Although the study participants had not been trained to spot distress, the researchers suggest that, with proper training, college roomates are in a good place to help identify students who are struggling with their mental health.
“More universal training on how to identify and respond to the distress of peers might have the benefit of encouraging conversations among roommates about what actions each might take if he or she notices another experiencing extreme distress,” write Shrout and lead author and doctoral student Qi Xu, in the journal Personality and Social Psychology Bulletin.
The study involved 187 same-sex undergraduate roommate pairs who included Asian, Black, Hispanic, White, and biracial students. At two points during the academic year — February and April — each roommate in the pair reported his or her own distress level as well as that perceived in the other roommate. Comparing these reports allowed the researchers to quantify accuracy and bias.
The findings show that the roommate pairs systematically underestimated each other’s levels of distress, and that students tended to believe their partner’s distress was similar to their own. Even so, the roommates’ evaluations of one another did reflect a component of truth: The students who were judged to be most distressed were those who tended to self-report extreme distress.
Because the survey was conducted twice, the researchers were able to see which students were becoming more (or less) distressed over time and were able to compare the changes to roommates’ rankings.
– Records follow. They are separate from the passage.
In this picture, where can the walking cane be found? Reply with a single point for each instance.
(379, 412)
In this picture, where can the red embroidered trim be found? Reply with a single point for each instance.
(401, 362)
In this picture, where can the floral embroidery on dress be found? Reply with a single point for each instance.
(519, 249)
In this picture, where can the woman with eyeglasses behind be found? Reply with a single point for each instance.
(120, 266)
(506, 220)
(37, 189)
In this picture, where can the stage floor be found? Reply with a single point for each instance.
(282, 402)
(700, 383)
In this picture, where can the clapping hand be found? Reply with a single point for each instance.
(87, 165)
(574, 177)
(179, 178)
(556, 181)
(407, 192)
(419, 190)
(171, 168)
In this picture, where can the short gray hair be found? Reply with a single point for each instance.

The biases found at the separate time points did not carry over to the inferences about distress change. When students’ reports indicated that their roommates were experiencing more distress, the target roommates tended to self-report more distress as well.
The researchers say that with proper training on how to detect distress in others, roommates might be even more accurate in their judgments and could be a helpful in supporting a safety net for college students who are distressed.